I think my productivity tends to be very anxiety-driven. I'm constantly worried my career bubble is going to pop and I'll be left without income, so when I do get working hours (less common than I'd like with a toddler in the house) I work _very_ hard and efficiently, because I'm scared that I'll fail if I don't.

I do sometimes get so far ahead of my work needs that I end up with free time, do nothing, then feel guilty later. I'm trying to work on becoming a better relaxer.
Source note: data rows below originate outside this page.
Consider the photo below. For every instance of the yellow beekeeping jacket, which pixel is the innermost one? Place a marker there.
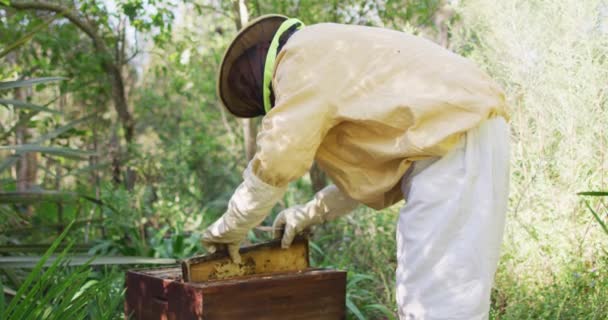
(365, 103)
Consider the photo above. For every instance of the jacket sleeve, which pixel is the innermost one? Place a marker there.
(291, 133)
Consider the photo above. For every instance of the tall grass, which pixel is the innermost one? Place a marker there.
(551, 57)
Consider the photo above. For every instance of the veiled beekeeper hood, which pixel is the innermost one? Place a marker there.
(243, 84)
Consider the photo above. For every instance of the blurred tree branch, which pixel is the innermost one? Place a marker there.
(109, 65)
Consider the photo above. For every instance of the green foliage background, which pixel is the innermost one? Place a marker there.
(152, 197)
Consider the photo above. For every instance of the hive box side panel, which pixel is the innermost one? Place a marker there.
(150, 297)
(318, 295)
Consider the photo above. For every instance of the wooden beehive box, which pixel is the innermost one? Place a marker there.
(308, 293)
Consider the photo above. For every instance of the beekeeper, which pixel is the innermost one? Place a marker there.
(388, 116)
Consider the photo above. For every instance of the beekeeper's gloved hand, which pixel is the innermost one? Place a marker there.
(328, 204)
(248, 206)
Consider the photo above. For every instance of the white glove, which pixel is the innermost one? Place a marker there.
(248, 206)
(328, 204)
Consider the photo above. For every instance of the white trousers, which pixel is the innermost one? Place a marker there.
(450, 230)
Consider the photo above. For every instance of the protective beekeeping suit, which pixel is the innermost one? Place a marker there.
(388, 116)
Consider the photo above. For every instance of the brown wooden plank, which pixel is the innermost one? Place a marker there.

The recommendation I read earlier to always do _something_ productive, including cleaning, backups, exploring sounds, etc, is great. My own recommendation is to set yourself goals that involve an amount of productivity vs an amount of time. For example, I always set my goals based on things like "Get 2 tracks out the door today" or "stem out this whole album and upload it". That works better for me than "work for 3 hours" because I might slack off and work slowly for 3 hours just to reach the time goal, just like I used to do in all my office jobs that required me to be present for 8 hours


----------



## nolotrippen (Jan 30, 2020)

Oh, and one more comment, this from Duke Ellington: Don't give me inspiration. Give me deadlines.


----------



## tabulius (Jan 30, 2020)

I hear you. When I have a deadline, then working is easy. I do long days and just compose, work, sleep, work and work. As a one man company there is no one to tell what to do when there’s downtime. I’m also have been paying attention to productivity and what has helped me a bit is bullet journaling. I plan my next week and add few important todo points each day. I found I really enjoy working with organic pen and paper. The challenge what I found is how to have specific todo lists. Meaning if I have a todo of general ”make new music” or ”do marketing” every week, then I lose the drive. I need to think more precise tasks and every time think the WHY too and not only WHAT.


----------



## MinorMajor7 (Jan 31, 2020)

I have a desktop timer I got off Amazon you can turn to different time amounts (5min, 15min, 30min, etc). When I'm dreading a cue or some other task I pick a time and just push through for that amount of time. It helps compartmentalize the task, and usually I feel better because it wasn't as bad as I expected. 

Also, making a to-do list of simple things you need to do for the day can help you get some mental momentum. Sometimes you are getting more done than you realize.


----------



## MartinH. (Jan 31, 2020)

I haven't had a chance for extensive testing yet because I just started with this, but so far what seems to work well for me is making a schedule with time blocks dedicated for work, and scheduled breaks between them, and using a timer to remind me when I should start or stop working. I really can't concentrate for a long time without a break and I think everyone needs to find out for themselves what work/break intervals work the best for them. I've heard in several videos though, that no one really can truely focus for longer than 45 minutes at a time. So maybe consider taking breaks sooner rather than later. 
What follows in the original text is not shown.